Filho da mãe…
No século passado, se alguém falasse em “dupla maternidade”, “locação de útero” ou “direito homoafetivo” seria tratado como um esquizofrênico, bipolar, imoral ou qualquer palavra que deixasse claro o verdadeiro repúdio da sociedade.
Será que neste século as coisas mudaram?
Será que o preconceito foi substituído pela compreensão e pelo respeito?
Desculpem-me os que pensam e agem diferentemente, mas ainda vivemos em uma sociedade hipócrita, em que os discursos não condizem com as atitudes. É fácil. Basta uma simples pergunta: o que você faria se sua filha ou filho fosse homossexual?
Na maioria das vezes, a resposta diz tudo: aceitaria, mas ficaria penalizada pelas dificuldades e pelo sofrimento trazidos pela opção sexual diversa da convencional. Será que não gostariam de dizer que sofreriam e ficariam muito envergonhados perante os amigos, os vizinhos, os porteiros do prédio ou qualquer outro estranho?
A Justiça de São Paulo reconheceu a “dupla maternidade” requerida por duas mulheres, permitindo que figurassem como mães na certidão de nascimento de uma criança de três anos. Uma das mulheres é a mãe biológica que doou seu óvulo para a inseminação no útero de sua companheira. Na sentença, a juíza consignou que “o importante para a criança é que tenha figuras significativas que exerçam as funções parentais, independentemente de suas opções sexuais“. De acordo com reportagem da Folha de S.Paulo, esse é o terceiro caso de dupla maternidade reconhecido pela justiça brasileira.
Maria Berenice Dias anota que há muito se vem proclamando a “desbiologização da paternidade e da maternidade em prol do vínculo afetivo (…) não se trata apenas da hipótese de uma mulher gerar um filho por outra, a quem caberá atribuir a maternidade, pois no caso em apreço as duas mulheres pretendem ver reconhecida a maternidade da criança, que, assim, terá duas mães e nenhum pai, pois as mulheres, de comum acordo, tencionam influir sobre o registro de terceiros (as crianças), cuja certidão de nascimento e demais documentos de identidade invulgarmente conterão a designação de duas mães”.

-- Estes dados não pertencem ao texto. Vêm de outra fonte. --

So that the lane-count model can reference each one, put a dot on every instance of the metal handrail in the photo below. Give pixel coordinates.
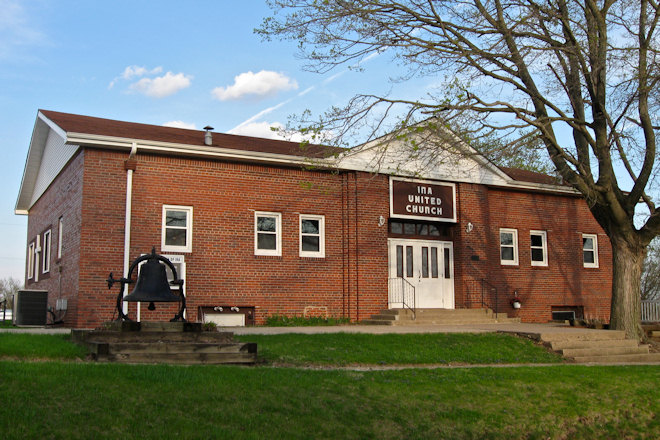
(406, 292)
(493, 288)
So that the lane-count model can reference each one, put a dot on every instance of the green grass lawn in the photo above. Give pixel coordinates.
(82, 400)
(397, 349)
(31, 346)
(70, 399)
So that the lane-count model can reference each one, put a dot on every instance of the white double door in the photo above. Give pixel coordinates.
(428, 266)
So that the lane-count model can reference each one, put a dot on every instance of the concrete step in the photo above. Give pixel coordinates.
(438, 317)
(585, 335)
(438, 312)
(650, 358)
(377, 322)
(385, 317)
(606, 343)
(587, 352)
(446, 321)
(181, 358)
(159, 347)
(149, 336)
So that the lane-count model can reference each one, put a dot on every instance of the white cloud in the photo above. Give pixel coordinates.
(261, 84)
(180, 124)
(131, 72)
(265, 130)
(162, 86)
(259, 129)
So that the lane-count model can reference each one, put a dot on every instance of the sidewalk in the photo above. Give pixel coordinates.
(370, 329)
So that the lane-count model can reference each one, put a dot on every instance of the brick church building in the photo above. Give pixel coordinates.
(259, 227)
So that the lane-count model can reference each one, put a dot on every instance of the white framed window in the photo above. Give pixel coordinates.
(590, 250)
(268, 233)
(538, 244)
(60, 231)
(177, 228)
(509, 247)
(45, 254)
(31, 254)
(312, 236)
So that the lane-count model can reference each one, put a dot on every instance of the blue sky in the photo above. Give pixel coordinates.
(193, 63)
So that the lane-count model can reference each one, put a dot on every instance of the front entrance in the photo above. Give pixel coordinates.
(426, 265)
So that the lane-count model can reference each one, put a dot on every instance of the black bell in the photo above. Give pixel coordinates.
(152, 285)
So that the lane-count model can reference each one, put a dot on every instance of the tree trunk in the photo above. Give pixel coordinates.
(628, 260)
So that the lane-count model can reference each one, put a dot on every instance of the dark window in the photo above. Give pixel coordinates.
(409, 261)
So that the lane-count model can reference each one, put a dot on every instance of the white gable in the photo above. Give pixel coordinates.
(48, 155)
(423, 157)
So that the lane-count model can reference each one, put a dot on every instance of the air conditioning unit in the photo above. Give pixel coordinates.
(30, 307)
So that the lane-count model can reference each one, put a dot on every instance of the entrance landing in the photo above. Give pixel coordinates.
(438, 317)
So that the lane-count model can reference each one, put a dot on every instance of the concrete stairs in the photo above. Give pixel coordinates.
(164, 343)
(598, 347)
(438, 317)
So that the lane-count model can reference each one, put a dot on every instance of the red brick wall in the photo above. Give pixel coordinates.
(62, 199)
(351, 281)
(222, 268)
(564, 282)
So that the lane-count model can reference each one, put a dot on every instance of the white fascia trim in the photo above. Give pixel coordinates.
(540, 187)
(226, 153)
(56, 128)
(198, 150)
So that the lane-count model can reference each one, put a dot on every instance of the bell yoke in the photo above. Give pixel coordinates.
(152, 285)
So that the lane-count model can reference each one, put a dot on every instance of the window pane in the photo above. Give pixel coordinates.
(507, 254)
(506, 238)
(425, 262)
(434, 262)
(266, 241)
(310, 227)
(176, 218)
(447, 264)
(537, 254)
(175, 237)
(266, 224)
(310, 243)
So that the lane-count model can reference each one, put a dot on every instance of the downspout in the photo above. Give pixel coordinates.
(130, 166)
(357, 255)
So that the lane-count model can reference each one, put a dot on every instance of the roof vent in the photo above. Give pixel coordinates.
(208, 138)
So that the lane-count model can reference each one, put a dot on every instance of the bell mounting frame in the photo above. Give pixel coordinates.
(128, 280)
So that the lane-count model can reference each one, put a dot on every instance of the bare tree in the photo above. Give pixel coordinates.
(580, 77)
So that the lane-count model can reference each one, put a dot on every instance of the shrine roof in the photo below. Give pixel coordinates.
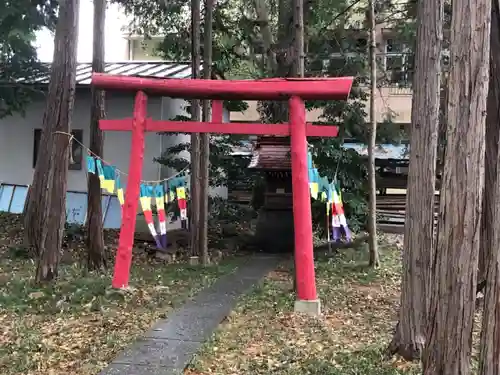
(271, 153)
(150, 69)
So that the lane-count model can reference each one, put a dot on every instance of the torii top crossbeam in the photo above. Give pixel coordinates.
(262, 89)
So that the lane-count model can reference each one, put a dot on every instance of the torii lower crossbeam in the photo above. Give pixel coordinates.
(294, 90)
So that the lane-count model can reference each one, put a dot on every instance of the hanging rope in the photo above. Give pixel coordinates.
(89, 152)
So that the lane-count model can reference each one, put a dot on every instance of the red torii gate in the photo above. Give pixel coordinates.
(295, 90)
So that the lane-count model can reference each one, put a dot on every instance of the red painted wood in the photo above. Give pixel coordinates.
(129, 212)
(304, 257)
(220, 128)
(265, 89)
(217, 110)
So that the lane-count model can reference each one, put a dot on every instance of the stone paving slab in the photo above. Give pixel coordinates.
(171, 343)
(124, 369)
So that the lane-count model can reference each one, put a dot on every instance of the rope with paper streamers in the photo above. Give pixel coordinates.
(329, 192)
(164, 191)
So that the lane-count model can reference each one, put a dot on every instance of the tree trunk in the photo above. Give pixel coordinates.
(372, 205)
(456, 258)
(409, 338)
(492, 139)
(46, 209)
(299, 38)
(96, 258)
(205, 137)
(195, 137)
(490, 342)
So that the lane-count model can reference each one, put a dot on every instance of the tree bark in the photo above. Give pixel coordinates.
(299, 38)
(490, 240)
(409, 338)
(96, 258)
(46, 208)
(492, 139)
(456, 258)
(372, 136)
(205, 137)
(195, 137)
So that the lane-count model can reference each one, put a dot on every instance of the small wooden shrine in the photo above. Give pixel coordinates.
(274, 232)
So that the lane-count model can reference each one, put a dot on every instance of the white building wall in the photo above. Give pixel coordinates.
(17, 138)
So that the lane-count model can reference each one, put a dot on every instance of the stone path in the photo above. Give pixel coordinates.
(170, 345)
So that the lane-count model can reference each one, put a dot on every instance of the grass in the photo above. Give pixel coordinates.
(263, 336)
(78, 324)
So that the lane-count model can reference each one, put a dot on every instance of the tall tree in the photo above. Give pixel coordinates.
(299, 37)
(490, 240)
(492, 138)
(194, 226)
(18, 57)
(372, 138)
(451, 315)
(205, 137)
(46, 209)
(409, 338)
(96, 258)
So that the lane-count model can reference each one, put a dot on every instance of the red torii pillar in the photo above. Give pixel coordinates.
(295, 90)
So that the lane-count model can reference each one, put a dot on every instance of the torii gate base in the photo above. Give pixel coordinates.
(295, 90)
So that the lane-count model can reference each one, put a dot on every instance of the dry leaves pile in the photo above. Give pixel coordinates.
(79, 324)
(263, 336)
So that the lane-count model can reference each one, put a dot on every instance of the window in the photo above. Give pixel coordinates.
(398, 63)
(75, 162)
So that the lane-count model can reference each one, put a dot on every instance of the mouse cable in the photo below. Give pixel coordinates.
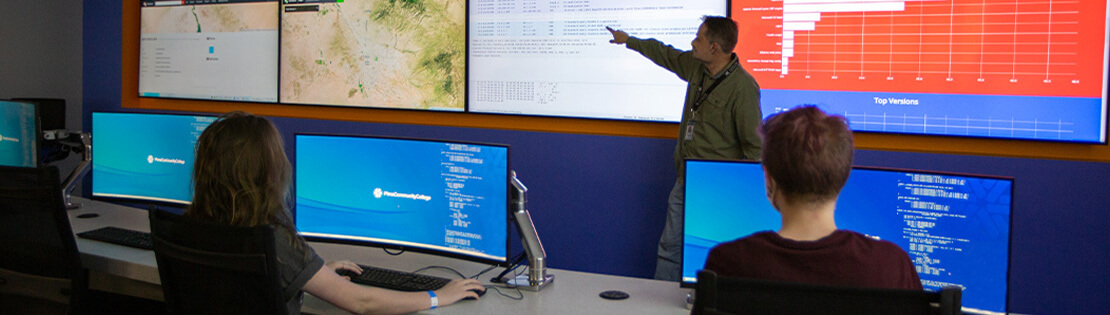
(484, 271)
(441, 267)
(521, 294)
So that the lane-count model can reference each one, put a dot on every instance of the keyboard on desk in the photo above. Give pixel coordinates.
(396, 280)
(121, 236)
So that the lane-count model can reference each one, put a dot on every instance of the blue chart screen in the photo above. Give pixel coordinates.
(431, 195)
(956, 229)
(18, 134)
(147, 156)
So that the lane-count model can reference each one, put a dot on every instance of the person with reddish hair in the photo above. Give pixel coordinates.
(806, 160)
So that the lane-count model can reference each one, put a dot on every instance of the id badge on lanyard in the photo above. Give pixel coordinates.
(689, 125)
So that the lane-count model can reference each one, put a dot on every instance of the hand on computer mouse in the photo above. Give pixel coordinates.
(460, 288)
(480, 292)
(345, 268)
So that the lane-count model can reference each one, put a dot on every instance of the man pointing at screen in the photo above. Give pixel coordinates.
(719, 117)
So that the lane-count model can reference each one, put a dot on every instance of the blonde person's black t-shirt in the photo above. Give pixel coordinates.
(843, 258)
(298, 263)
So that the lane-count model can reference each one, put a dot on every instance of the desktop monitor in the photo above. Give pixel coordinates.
(443, 197)
(956, 227)
(19, 134)
(145, 156)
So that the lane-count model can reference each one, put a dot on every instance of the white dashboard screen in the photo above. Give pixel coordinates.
(198, 50)
(554, 58)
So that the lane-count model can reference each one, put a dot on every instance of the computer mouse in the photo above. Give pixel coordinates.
(480, 292)
(613, 294)
(346, 273)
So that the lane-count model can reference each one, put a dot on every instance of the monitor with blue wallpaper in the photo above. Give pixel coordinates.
(444, 197)
(144, 156)
(19, 134)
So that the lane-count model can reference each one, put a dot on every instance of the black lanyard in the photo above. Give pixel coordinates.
(704, 95)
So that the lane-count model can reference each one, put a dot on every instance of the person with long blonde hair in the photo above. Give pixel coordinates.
(241, 176)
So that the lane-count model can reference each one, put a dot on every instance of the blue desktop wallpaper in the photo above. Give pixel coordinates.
(144, 156)
(422, 194)
(961, 234)
(18, 134)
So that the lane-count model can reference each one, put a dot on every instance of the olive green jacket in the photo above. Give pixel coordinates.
(726, 121)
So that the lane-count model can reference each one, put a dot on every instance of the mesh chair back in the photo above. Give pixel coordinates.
(730, 295)
(36, 237)
(217, 268)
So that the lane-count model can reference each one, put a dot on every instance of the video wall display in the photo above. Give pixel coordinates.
(198, 49)
(985, 69)
(554, 58)
(376, 53)
(989, 69)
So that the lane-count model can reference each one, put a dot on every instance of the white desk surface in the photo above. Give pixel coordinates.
(134, 272)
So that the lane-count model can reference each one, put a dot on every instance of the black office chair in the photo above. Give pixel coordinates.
(40, 268)
(716, 295)
(218, 268)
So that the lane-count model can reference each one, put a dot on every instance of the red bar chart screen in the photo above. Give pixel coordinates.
(1011, 69)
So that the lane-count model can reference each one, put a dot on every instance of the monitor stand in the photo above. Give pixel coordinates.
(537, 277)
(77, 142)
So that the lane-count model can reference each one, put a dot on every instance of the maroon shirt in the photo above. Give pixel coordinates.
(843, 258)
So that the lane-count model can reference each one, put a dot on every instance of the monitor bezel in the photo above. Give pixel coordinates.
(142, 200)
(38, 136)
(1009, 235)
(507, 215)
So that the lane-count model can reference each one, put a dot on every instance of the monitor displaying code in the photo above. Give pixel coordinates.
(956, 229)
(442, 197)
(985, 69)
(145, 156)
(18, 134)
(554, 58)
(199, 49)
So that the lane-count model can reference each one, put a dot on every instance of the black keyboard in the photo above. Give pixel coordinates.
(121, 236)
(396, 280)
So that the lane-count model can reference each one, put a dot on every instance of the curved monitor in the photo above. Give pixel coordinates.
(956, 227)
(144, 156)
(442, 197)
(19, 134)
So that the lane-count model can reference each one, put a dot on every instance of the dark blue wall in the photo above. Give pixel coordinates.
(598, 201)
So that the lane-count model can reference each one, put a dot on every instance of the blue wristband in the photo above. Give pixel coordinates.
(435, 301)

A discussão é acirrada, pois, de um lado, uma mulher doa seu óvulo para ser implantado no útero de outra mulher, com quem se relaciona; do outro, a mulher que recebeu o óvulo vai gerar a criança, alimentá-la através de seu cordão umbilical e sofrer as “dores do parto”, amamentar… Fica a pergunta: Quem pode invocar o ditado “ser mãe é padecer no paraíso”?

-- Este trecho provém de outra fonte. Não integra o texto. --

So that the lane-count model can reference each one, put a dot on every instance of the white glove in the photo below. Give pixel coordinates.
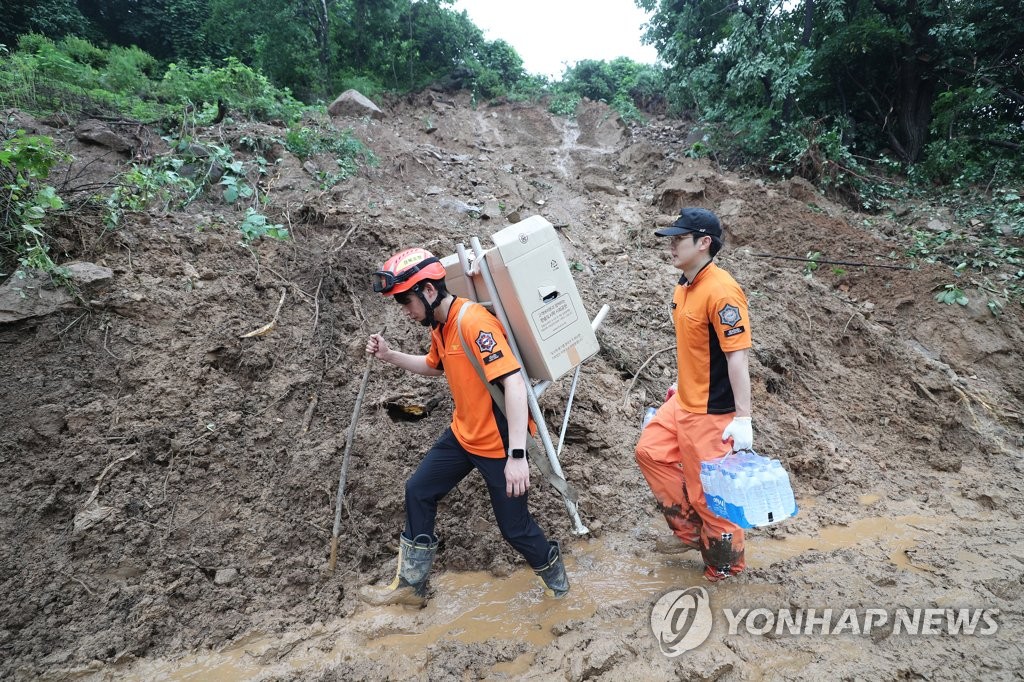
(741, 431)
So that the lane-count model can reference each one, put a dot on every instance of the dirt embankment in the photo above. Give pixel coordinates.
(899, 418)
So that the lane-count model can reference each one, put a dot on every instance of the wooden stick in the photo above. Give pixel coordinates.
(344, 463)
(626, 398)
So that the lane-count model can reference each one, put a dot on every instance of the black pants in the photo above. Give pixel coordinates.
(448, 463)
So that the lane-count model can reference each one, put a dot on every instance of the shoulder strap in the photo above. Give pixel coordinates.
(540, 458)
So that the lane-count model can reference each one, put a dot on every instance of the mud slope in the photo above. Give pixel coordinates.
(899, 418)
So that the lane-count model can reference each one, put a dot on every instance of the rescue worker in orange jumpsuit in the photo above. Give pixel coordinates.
(712, 405)
(480, 437)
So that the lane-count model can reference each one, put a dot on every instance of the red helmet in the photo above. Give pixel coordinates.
(407, 268)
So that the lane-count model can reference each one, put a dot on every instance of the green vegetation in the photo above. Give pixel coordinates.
(74, 77)
(828, 89)
(26, 200)
(872, 101)
(626, 85)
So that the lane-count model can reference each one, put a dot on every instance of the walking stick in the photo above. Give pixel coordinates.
(344, 463)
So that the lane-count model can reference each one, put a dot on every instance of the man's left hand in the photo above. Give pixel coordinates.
(516, 476)
(741, 431)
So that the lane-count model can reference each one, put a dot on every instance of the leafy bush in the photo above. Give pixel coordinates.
(239, 86)
(256, 225)
(564, 103)
(305, 142)
(26, 199)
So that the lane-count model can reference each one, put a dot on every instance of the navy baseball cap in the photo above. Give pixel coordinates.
(696, 220)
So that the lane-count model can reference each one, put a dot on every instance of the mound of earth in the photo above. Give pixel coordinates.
(172, 481)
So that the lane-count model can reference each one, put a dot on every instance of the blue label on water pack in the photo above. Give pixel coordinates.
(748, 489)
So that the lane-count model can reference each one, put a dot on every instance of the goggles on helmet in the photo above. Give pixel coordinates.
(385, 282)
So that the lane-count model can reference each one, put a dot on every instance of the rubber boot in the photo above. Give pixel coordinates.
(410, 584)
(672, 545)
(556, 583)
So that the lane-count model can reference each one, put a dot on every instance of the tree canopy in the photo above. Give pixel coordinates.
(921, 80)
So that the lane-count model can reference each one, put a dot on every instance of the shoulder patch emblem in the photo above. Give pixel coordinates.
(729, 315)
(485, 342)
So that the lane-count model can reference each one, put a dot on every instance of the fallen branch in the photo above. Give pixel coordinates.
(95, 491)
(832, 262)
(269, 327)
(316, 305)
(626, 398)
(308, 417)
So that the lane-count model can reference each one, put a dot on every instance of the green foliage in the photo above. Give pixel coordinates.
(75, 77)
(564, 103)
(141, 186)
(812, 263)
(26, 201)
(951, 294)
(238, 85)
(348, 150)
(813, 85)
(628, 86)
(256, 225)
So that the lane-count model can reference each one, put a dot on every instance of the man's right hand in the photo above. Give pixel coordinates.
(377, 346)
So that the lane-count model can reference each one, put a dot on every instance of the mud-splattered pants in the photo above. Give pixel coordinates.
(444, 465)
(670, 453)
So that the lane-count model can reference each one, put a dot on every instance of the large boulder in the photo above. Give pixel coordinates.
(35, 294)
(98, 132)
(354, 103)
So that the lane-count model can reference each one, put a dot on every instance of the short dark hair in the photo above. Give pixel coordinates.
(716, 243)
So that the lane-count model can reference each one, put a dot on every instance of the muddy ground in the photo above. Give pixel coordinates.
(899, 418)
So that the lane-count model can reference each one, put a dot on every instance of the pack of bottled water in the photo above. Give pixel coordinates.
(749, 489)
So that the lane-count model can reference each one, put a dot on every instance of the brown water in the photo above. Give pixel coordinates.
(477, 606)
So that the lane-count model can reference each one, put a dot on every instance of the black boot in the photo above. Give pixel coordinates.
(553, 574)
(410, 584)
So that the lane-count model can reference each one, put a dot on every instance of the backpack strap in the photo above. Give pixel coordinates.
(539, 458)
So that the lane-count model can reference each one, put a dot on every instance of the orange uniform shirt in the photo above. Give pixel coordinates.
(711, 318)
(477, 423)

Em fevereiro do ano passado, a 4ª Câmara Cível do Tribunal de Justiça do Rio de Janeiro negou a duas mulheres a possibilidade de registrar o filho, em cartório, com o nome de ambas. Ficou vencido o desembargador Wagner Cinelli, que
É considerável o aumento de casos que buscam o Judiciário para solução de conflitos que envolvem a disputa pela maternidade na reprodução assistida em relações homossexuais. Como resolver a questão? A verdade é que ainda não estamos preparados para essas situações, embora tratemos com naturalidade o assunto e o Conselho Federal de Medicina já tenha publicado resolução com novas normas para reprodução assistida. O CFM entendeu que outras pessoas, independentemente do estado civil e da orientação sexual, poderiam se beneficiar da técnica.
É inegável o vínculo afetivo e o intuito de formação de uma família por casais homossexuais, mas entendo que antes de tudo o interesse do menor tem de prevalecer. A criança não pode servir de munição para atingir alvos desconhecidos, nem ser manipulada para dar conta da falência das relações.
De agora em diante, quando alguém “fechar” alguém no trânsito e ouvir o sujeito dizer, aos berros, “Preste mais atenção, filho da mãe!”, talvez o estressadinho nem esteja xingando ninguém. Talvez esteja apenas desatualizado em relação à jurisprudência do STF. Talvez fosse o caso de dizer “Preste mais atenção, filho das mães!”.